HP Blade Emulex NC55X Nic firmware may cause network disconnections

May 29th, 2013 5 comments

HP has released an advisory saying that with versions of the Emulex Nic driver firmware pre 4.1.450.7 Device Control Channel (DCC) may not work which could cause your blades with NC55x Nics to drop off the network if the upstream network connection fails. This has been an issue which has plagued HP blade networking since the beginning and was a particular problem with the G6 Broadcom Nics so its disconcerting to see similar issues resurface.
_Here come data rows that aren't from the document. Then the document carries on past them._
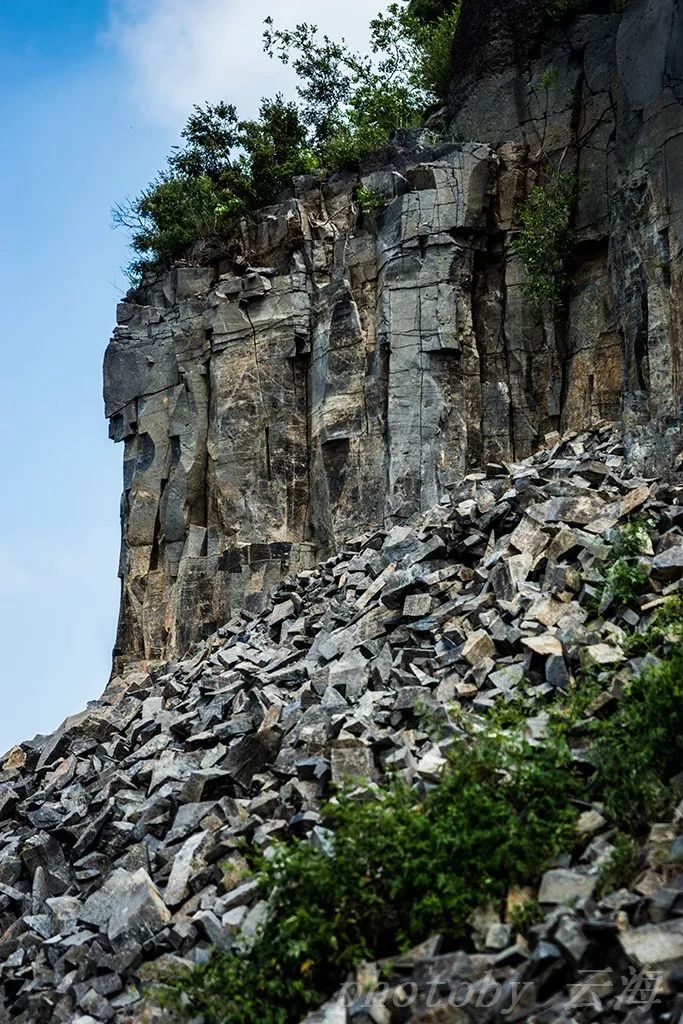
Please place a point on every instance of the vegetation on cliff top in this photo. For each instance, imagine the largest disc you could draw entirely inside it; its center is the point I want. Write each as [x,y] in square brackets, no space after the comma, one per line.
[348,105]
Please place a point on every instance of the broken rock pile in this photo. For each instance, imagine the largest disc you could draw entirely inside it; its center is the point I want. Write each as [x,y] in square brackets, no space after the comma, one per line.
[116,830]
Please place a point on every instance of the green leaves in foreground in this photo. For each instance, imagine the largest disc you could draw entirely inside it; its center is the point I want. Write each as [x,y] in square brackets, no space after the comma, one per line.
[640,749]
[545,241]
[401,867]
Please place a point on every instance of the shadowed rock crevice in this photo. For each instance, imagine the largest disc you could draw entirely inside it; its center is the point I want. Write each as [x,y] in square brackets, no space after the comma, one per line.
[342,371]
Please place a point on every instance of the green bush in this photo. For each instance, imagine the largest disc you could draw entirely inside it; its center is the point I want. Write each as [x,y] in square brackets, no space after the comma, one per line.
[225,168]
[621,868]
[665,630]
[369,200]
[545,241]
[349,104]
[400,867]
[640,749]
[524,915]
[624,581]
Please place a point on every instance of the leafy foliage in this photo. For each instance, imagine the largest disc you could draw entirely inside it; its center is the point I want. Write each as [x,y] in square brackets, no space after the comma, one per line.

http://h20566.www2.hp.com/portal/site/hpsc/template.PAGE/public/kb/docDisplay/?javax.portlet.endCacheTok=com.vignette.cachetoken&javax.portlet.prp_ba847bafb2a2d782fcbb0710b053ce01=wsrp-navigationalState%3DdocId%253Demr_na-c03600027-2%257CdocLocale%253D%257CcalledBy%253D&javax.portlet.begCacheTok=com.vignette.cachetoken&javax.portlet.tpst=ba847bafb2a2d782fcbb0710b053ce01&ac.admitted=1369727818792.876444892.199480143

4.1.450.7  is older firmware however and my post HP Virtual Connect Flex-10 & VMware ESX(i) pre-requisites recommends Emulex firmware version 4.2.401.605 so if you haven’t updated, now is the time.
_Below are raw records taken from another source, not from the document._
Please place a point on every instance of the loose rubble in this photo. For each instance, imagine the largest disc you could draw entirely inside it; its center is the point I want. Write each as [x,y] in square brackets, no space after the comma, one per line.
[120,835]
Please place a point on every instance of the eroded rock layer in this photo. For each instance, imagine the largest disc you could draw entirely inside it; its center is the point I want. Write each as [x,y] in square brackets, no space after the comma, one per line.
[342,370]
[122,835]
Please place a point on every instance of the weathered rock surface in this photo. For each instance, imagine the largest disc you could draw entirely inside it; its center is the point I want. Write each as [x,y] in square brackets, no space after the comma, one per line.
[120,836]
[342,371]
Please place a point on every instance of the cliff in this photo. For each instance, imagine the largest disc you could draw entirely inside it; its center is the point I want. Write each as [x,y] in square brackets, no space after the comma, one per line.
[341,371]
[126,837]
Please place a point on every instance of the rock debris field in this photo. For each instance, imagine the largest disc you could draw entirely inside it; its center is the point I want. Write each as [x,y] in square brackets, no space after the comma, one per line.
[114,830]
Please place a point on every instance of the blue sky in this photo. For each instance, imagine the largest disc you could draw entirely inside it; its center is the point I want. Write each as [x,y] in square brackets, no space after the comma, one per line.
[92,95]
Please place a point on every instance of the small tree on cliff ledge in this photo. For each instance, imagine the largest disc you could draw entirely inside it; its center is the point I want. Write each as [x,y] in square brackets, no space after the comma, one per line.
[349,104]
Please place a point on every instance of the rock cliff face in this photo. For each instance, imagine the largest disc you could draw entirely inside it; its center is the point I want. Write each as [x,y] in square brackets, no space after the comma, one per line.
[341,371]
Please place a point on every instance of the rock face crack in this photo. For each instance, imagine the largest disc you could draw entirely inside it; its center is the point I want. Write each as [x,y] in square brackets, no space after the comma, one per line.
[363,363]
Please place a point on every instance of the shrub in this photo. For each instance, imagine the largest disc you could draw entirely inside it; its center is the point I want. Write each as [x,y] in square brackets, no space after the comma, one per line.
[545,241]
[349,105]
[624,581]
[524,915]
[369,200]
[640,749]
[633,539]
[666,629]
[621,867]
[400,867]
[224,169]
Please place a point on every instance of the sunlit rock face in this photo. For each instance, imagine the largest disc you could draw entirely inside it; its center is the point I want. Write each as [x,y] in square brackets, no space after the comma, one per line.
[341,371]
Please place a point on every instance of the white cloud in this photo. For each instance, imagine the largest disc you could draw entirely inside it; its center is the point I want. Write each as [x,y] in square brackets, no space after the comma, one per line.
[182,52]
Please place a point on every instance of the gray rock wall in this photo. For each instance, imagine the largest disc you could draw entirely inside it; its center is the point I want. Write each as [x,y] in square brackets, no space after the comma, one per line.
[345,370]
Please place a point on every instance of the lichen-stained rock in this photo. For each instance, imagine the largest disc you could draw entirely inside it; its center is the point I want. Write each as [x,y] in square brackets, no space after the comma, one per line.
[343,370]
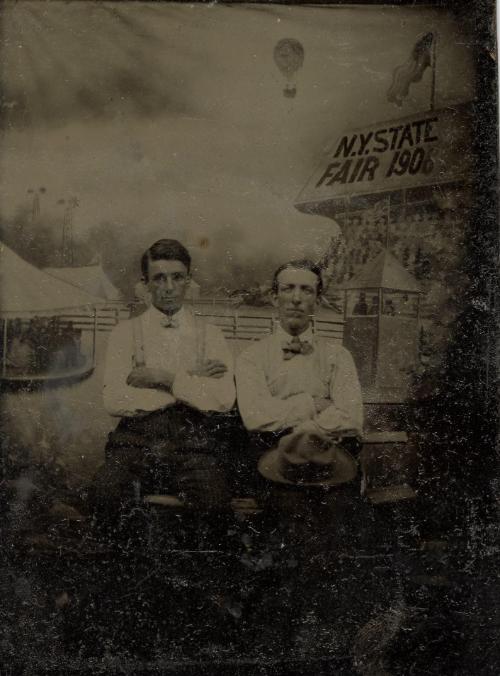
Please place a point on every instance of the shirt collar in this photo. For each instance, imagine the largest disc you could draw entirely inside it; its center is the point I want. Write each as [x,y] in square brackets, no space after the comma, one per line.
[306,336]
[156,318]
HP blade servers have hard wired connections to their immediate upstream Virtual Connect switch via the chassis backplane. This means in normal operation the Nic on the blade will never see a down state  unless the physical Virtual Connect switch is powered off or removed. This would still be the case even if the upstream network connection failed if it wasn’t for DCC. DCC is a firmware component where Virtual Connect sees all uplinks for an Ethernet Network are down and then sends a command down to the individual Flex Nics to tell them to mark the port as down so the blade can fail over traffic to another nic in a port group or team. DCC  is what SmartLink does and requires coordination between Virtual Connect firmware and the blade Nic firmware which in the past has caused a lot of issues.

SmartLink

Something I noticed in the advisory however was you can actually now see whether DCC/SmartLink is working for each individual network connection. Navigate to the Interconnect Bays in the VCM GUI, then navigate to the server ports and view the DCC state:

DCC

{Source: HP}

This looks like a recent addition to Virtual Connect firmware and will certainly help troubleshooting network connection issues but hopefully the DCC disconnect debacle won’t be repeated.